CHARLOTTE, N.C. (AP) — Seven people are facing prison sentences after they were accused of using stolen credit card numbers and counterfeit gift cards to buy more than $1 million in cigarettes in North Carolina, federal prosecutors said.
The defendants then sold those cigarettes on the black market, completing a scheme that began with stolen credit information they obtained from overseas hackers.
Federal prosecutors said the group encoded the credit card information onto gift cards, which they took to Walmart stores and bought genuine Walmart gift cards. The genuine gift cards were then taken to Sam's Club stores to buy the cigarettes, which were then sold to a vendor, according to prosecutors.
U.S. Attorney John Stuart Bruce said in a statement that the seven received sentences on Wednesday ranging from about three years to 12 years after pleading guilty to conspiracy to commit money laundering and aggravated identity theft. Four of the seven are from Raleigh, and the other three are from Charlotte, Durham and New York.
Tendai Munyaradzi Makoni, 34, of Durham received the harshest sentence of the seven when he was given a 12-year prison term.
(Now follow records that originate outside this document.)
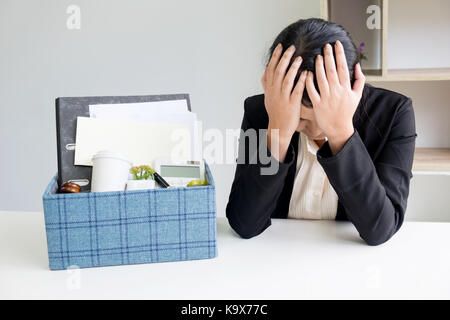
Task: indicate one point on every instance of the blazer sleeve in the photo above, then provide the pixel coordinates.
(374, 194)
(254, 195)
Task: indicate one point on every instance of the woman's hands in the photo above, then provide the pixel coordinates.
(336, 104)
(283, 104)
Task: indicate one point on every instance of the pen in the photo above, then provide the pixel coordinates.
(163, 183)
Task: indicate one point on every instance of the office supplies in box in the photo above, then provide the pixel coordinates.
(91, 229)
(130, 227)
(69, 108)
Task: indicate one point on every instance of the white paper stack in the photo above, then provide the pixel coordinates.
(141, 131)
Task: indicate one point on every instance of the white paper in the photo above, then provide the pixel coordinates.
(172, 111)
(133, 111)
(141, 142)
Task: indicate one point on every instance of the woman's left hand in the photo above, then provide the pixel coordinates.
(336, 104)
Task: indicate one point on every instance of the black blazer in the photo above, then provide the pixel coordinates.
(371, 174)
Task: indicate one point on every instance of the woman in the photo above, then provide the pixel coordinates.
(344, 149)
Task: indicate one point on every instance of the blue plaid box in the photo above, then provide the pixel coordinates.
(128, 227)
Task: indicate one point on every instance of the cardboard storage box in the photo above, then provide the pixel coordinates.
(93, 229)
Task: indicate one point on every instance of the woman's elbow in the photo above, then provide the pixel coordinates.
(245, 230)
(376, 238)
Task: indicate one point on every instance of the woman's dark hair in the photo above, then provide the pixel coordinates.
(309, 36)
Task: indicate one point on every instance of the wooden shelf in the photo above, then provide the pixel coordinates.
(431, 74)
(432, 160)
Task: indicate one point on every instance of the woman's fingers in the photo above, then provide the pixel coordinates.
(280, 70)
(321, 77)
(297, 93)
(312, 92)
(360, 80)
(288, 81)
(330, 66)
(273, 64)
(342, 68)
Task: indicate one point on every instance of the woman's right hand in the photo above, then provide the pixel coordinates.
(283, 105)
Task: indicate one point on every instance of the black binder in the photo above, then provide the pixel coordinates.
(67, 111)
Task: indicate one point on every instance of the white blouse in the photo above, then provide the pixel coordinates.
(313, 197)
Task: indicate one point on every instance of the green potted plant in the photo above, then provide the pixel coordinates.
(143, 178)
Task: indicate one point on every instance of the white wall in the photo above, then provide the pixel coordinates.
(419, 34)
(212, 49)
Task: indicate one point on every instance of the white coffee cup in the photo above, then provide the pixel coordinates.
(109, 171)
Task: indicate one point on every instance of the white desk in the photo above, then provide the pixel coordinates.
(290, 260)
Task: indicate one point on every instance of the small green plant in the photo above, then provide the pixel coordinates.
(142, 172)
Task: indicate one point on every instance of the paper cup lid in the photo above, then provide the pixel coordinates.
(111, 154)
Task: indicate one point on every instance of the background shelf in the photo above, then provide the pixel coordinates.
(430, 74)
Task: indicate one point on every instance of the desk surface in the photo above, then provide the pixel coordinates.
(290, 260)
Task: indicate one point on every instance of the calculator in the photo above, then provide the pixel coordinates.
(179, 173)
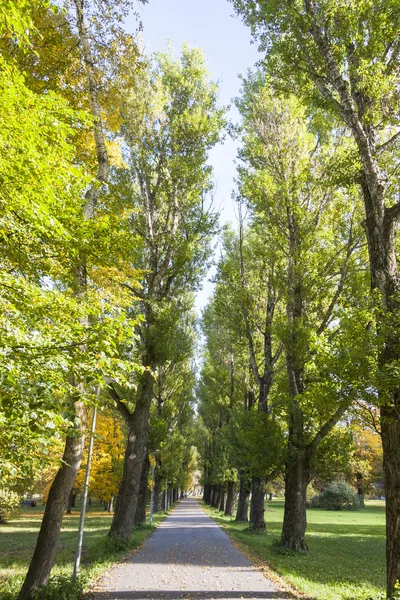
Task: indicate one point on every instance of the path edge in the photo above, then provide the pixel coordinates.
(269, 572)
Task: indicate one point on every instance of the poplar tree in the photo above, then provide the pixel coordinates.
(343, 58)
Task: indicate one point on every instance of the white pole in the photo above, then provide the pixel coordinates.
(78, 552)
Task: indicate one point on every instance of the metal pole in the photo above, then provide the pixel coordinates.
(78, 552)
(152, 489)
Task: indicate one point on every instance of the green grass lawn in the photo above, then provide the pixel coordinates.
(346, 558)
(18, 537)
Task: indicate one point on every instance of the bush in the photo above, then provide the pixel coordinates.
(9, 505)
(61, 587)
(338, 496)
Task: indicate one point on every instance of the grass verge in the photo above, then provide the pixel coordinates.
(346, 559)
(18, 538)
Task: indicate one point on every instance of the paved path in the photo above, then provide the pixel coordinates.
(188, 557)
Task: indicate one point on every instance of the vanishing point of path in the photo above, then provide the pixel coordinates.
(188, 557)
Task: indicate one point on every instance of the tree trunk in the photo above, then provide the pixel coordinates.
(390, 429)
(157, 494)
(71, 502)
(295, 519)
(230, 499)
(135, 454)
(46, 545)
(257, 522)
(217, 497)
(222, 500)
(140, 515)
(242, 513)
(206, 494)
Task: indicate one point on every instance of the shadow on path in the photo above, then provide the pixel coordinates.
(187, 595)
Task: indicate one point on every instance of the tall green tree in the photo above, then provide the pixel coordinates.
(315, 227)
(171, 121)
(344, 58)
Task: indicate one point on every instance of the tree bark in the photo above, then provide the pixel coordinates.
(140, 514)
(381, 225)
(157, 493)
(206, 493)
(230, 499)
(257, 522)
(46, 546)
(242, 513)
(295, 519)
(135, 454)
(71, 502)
(222, 499)
(217, 497)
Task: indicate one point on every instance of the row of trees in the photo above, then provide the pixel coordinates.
(308, 336)
(106, 226)
(289, 336)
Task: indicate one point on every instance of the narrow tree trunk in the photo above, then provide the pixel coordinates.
(257, 522)
(135, 455)
(295, 519)
(217, 497)
(140, 515)
(71, 502)
(390, 429)
(230, 499)
(242, 513)
(46, 546)
(157, 493)
(206, 493)
(222, 499)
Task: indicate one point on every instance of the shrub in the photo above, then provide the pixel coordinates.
(9, 505)
(61, 587)
(338, 496)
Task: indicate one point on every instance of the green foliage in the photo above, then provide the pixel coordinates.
(61, 587)
(338, 496)
(347, 551)
(9, 504)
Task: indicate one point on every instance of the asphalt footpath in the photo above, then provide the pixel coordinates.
(187, 557)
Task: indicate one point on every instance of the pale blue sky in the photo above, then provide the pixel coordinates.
(226, 42)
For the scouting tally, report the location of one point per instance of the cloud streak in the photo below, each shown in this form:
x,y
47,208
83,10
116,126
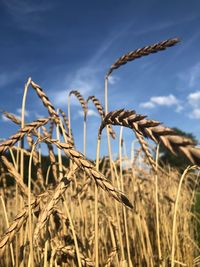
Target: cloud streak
x,y
167,101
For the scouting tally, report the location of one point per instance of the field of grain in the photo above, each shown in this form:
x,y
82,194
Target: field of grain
x,y
106,212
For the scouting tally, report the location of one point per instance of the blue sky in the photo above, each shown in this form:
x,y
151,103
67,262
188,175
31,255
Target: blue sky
x,y
67,45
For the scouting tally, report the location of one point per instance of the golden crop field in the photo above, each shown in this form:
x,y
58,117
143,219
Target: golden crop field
x,y
106,212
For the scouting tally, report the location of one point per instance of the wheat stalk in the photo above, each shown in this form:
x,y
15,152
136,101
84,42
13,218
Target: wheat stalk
x,y
152,129
101,111
90,169
145,51
81,100
28,128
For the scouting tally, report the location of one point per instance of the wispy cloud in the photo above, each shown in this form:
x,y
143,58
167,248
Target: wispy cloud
x,y
21,10
191,77
167,101
26,113
113,79
91,113
193,100
84,80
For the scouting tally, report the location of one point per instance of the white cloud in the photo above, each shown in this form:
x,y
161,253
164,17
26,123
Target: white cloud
x,y
167,101
194,99
90,113
194,77
113,79
164,100
148,104
195,114
84,80
4,118
26,113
An eighth person was convicted at trial last September and was sentenced to 30 months in prison.
The seven were forced to forfeit 117 items, ranging from gift cards and debit cards to iPhones, video game systems and computers.
"This group sounds very well-organized. You don't see this every day," said Avivah Litan, an analyst for Gartner, Inc., a Connecticut-based technology research firm. "It certainly is very sophisticated. They knew exactly what they were doing."
Litan said Thursday that the criminal infrastructure is getting bigger and better at what it does. She attributes that to the techniques used to steal data without getting caught. She also said the "black web" supplies its own search engines to allow criminals to find what they need to engage in their activities.
"It's a big bazaar now," she said. "Anyone can buy anything they want."
Noting that technology is moving at a rapid pace, Litan said the same is happening with the cyber-criminal "and the good guys aren't really organized to fight it."
To mount a challenge, Litan said there's needs to be a single agency dedicated to fighting cyber-crime.
"We're too fragmented," she said. "It's like everyone is on their own. There's no coordination."
She suggests state-of-the-art technology, information-sharing processes and a focused law enforcement agency to deal with the problem before it happens instead of after it occurs.
"There's pockets of hope, but you need leadership to make this happen at the national level and that's what we don't have," she said.